Этот странный отрывок, дешифрованный из книжки Ивана Никитича Ладьина, доставил мне сегодня ксендз Лапоциньский.
О чем говорит он? Почему меня взволновали темные, испорченные, безумные строки? Что за призрак с розами на щеках? Какой роковой цветок? Какая мраморная темница? Чья жизнь прервана жестоко?
Отчего — пока я, запершись в кабинете, читал записку ксендза, мне казалось, что я не один в этой огромной комнате, что кто-то, незримый, движется и трепещет в ее — как будто сгущенном — воздухе? Перед глазами точно сетка колеблется — сетка из mouches vo-lantes[68]… И этот постоянный стонущий звон, молящий и вопросительный, что гонится за мною с той весенней ночи под вишнями… откуда он?
Одно из двух: либо я схожу с ума, либо я, наконец, действительно, охвачен тем необыкновенным миром сверхчувственного, доступа в который скептически, но страстно искал я всю жизнь свою и — потому что не находил его — думал, что его нет вовсе. Первое, конечно, правдоподобнее, но… с другой стороны…

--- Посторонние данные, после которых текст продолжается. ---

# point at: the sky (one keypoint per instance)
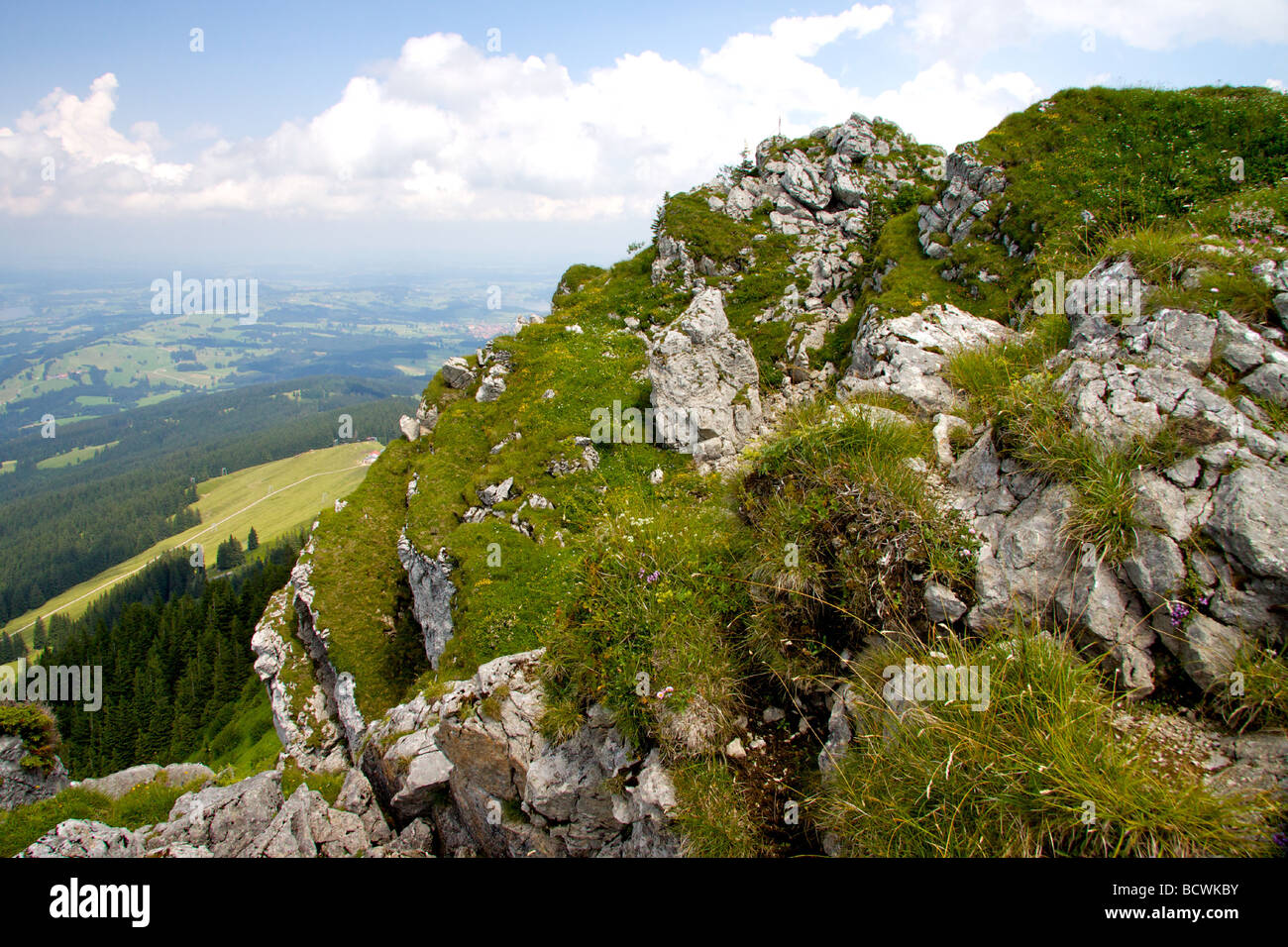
(411, 137)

Мы встретились — мы, то есть я и розовая незнакомка, — снова среди ясного полдня в вишневом садике Лапоциньского, Ольгуся сидела рядом со мною, смеялась, поила меня кофе и намазывала для меня на хлеб янтарное масло, о котором она так смешно говорит по-польски:
— То властне!
Ксендз поодаль полулежал на скамье, вытянув свои старые ноги с записною книжкою моего прадедушки в руках: вечерняя удача пришпорила моего неугомонного шарадомана опять приняться за расшифровку ее, и он без конца пробует над нею то один ключ, то дру. гой. И в это время, когда, наклонясь к уху Ольгуси, я шептал ей всевозможные нежные глупости и смешил ее до упаду — в эту-то минуту из глубины вишневника выплыло розовое пятно, и предо мною встала другая Ольгуся — такая же прекрасная, как сидевшая рядом со мною, но лицо ее было худо и печально, а глаза смотрели прямо в лицо мне с тоскою, упреком, непонятною, но мучительною мольбою.

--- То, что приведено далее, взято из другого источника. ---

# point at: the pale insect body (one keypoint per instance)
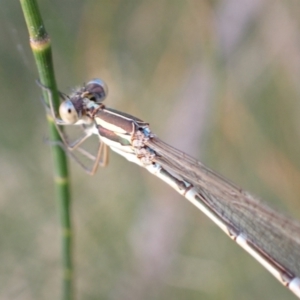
(269, 237)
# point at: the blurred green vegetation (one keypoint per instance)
(219, 80)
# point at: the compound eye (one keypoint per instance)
(68, 112)
(98, 89)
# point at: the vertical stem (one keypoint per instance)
(41, 48)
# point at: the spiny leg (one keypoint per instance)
(101, 159)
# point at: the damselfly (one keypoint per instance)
(268, 236)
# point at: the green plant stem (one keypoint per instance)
(41, 48)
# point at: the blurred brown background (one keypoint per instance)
(217, 79)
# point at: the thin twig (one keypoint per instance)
(41, 48)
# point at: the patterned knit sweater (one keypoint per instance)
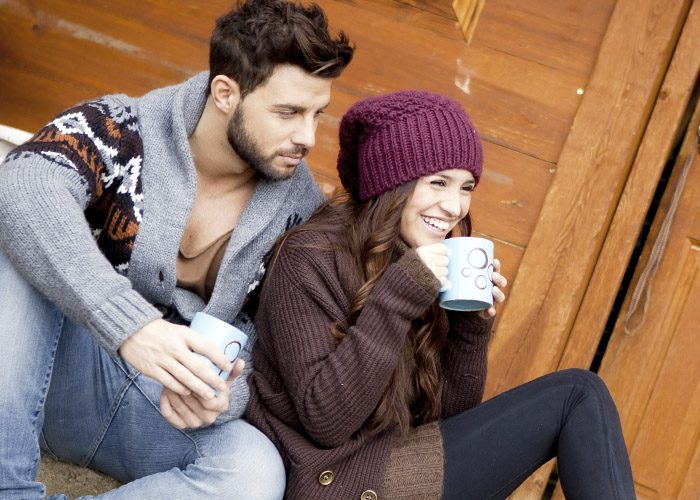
(93, 208)
(313, 395)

О, какое счастье, что я не трус и не фантаст!
— Вот оно! начинается! — молнией мелькнуло в моем уме, — обещанная Паклевец-ким галлюцинация!
Я не вскрикнул, даже не изменился в лице. А она, вторая Ольгуся, оперлась на наш стол своими нежными палевыми ручками. Я сразу узнал их: они — те самые, что нашел я в размытом кургане…

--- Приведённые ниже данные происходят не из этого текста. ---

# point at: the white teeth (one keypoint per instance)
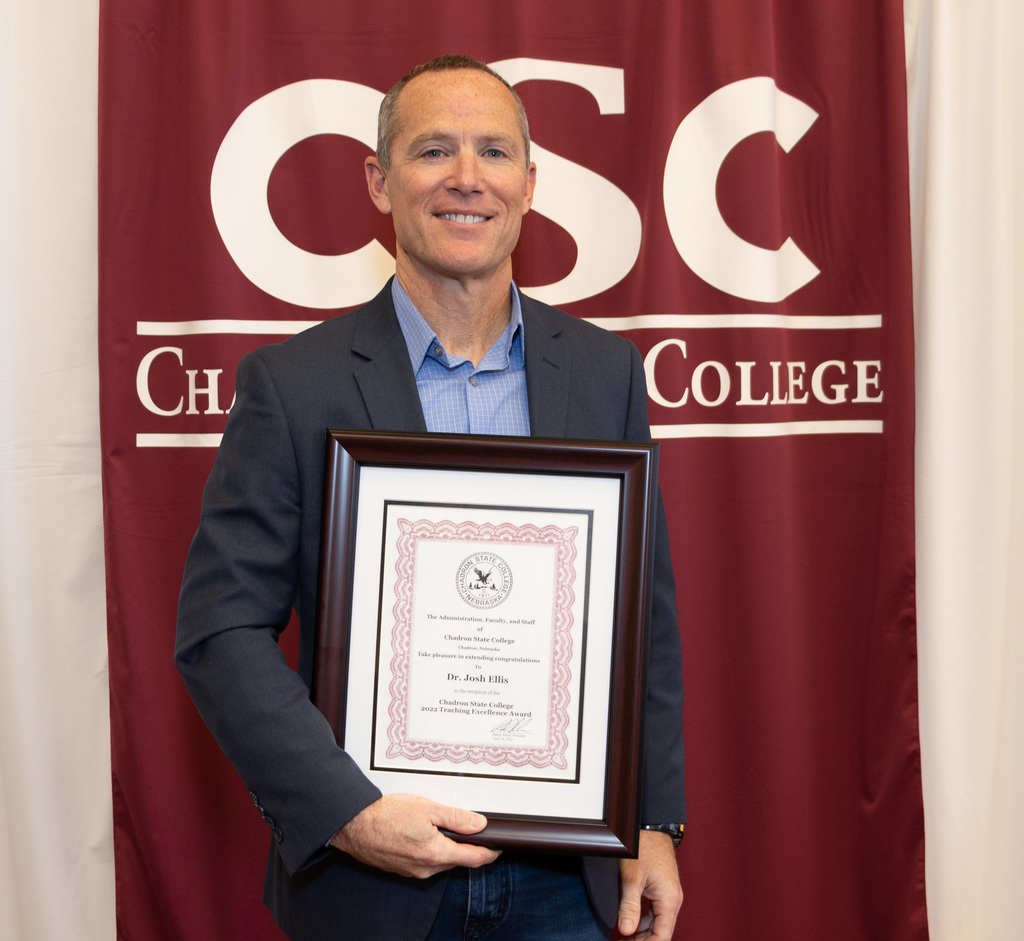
(462, 219)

По спокойным лицам панны Ольгуси — той живой Ольгуси — и ксендза Августа я видел, что они ничего не видят… А "она" все стояла и смотрела, пронизывая меня своим трогательным взором, чаруя и покоряя. И я поддался силе галлюцинации — она была так жива, настолько наглядна, что я бессознательно, невольно смотрел на это порождение оптического обмана, на этот "пузырь земли", как на реальное существо…
Тогда губы ее дрогнули, и воздух тоскливо зазвучал тем самым жалобным стоном, что неотвязно мучит меня по ночам.